Less obvious laughs, though there are plenty of chuckles, and more contemplation are the multiple hors d'ouevres of the day for Russell's heroine, her desire to break beyond the kitchen walls and domestication that contain her and jet off freely on a dream holiday to Greece being more than a little less dreamy in today's coronavirus-ridden context. But even if you looked at it from a more general, genial angle and simply enjoyed it from the prism of Oisin Kearney's relatable Belfast relocation, you'd find plenty of value – it is, as it always has been, a story about what is gone but not forgotten and what we still believe we can capture and recapture. Such is the strength of its core.

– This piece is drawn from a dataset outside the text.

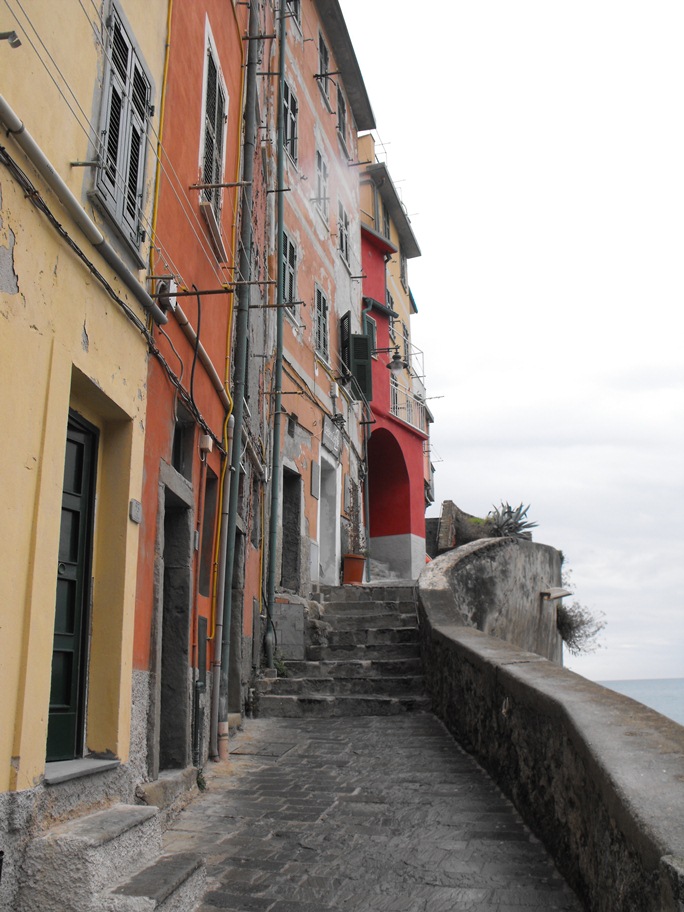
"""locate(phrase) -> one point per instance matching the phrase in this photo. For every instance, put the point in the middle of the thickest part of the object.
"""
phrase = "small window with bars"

What I find perhaps most notable about Belfast's Shirley, Take Two, is that it revolves around more than the chances not taken – its heart is in whether we are really ready to fully embrace the biggest and the best of the chances we want to take. Neither Shirley's kitchen nor Shirley's holiday is a true Valentine – the former is oppression personified, the latter, for Shirley at least, is idealism shattered. The journey she perceives is every bit the emblem of what we see in the media versus what we see in real-life – nothing is coloured, dramatized, edited and highlighted for the pleasing purposes she desires and we desire for her. Selective thinking, it appears, may lead to living the dream – the happiness Shirley feels in her disco dance near the end of Act One remains untold – but full open-mindedness leads to living the truth. And whoever does so is much wiser for it. I can't think of too many Belfast productions that have deconstructed the alleged limitations of stability and the equally alleged perfections of finding oneself with such poise, elan and intelligence.

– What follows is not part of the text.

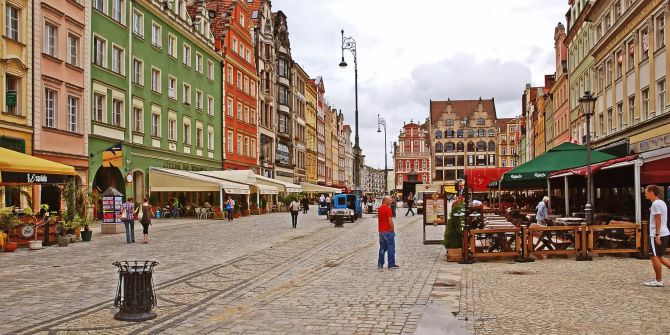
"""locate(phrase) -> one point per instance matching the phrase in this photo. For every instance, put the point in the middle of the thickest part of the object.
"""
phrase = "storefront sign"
(653, 143)
(33, 178)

Credit O'Reilly, Kearney and especially O'Neill for this, the nuances in the Derry Girls star's performance attaining further depths. The tentative backwards steps taken under a kitchen table, the panicky vocal inflections behind the beaming confidence she attempts to project, the image of the bored housewife she battles to leave behind – all of it is endearingly representative of a most contradictory but most likable human, someone who doesn't wish to conform yet wants to belong. The pleasures in our laughter and her soul-searching are commendably countered by tragic thoughtfulness not only over what might have been but what might not ever be - a quietly sobering feeling that imagination and romanticism is so attractive precisely because it is relentlessly, elusively unattainable all too often.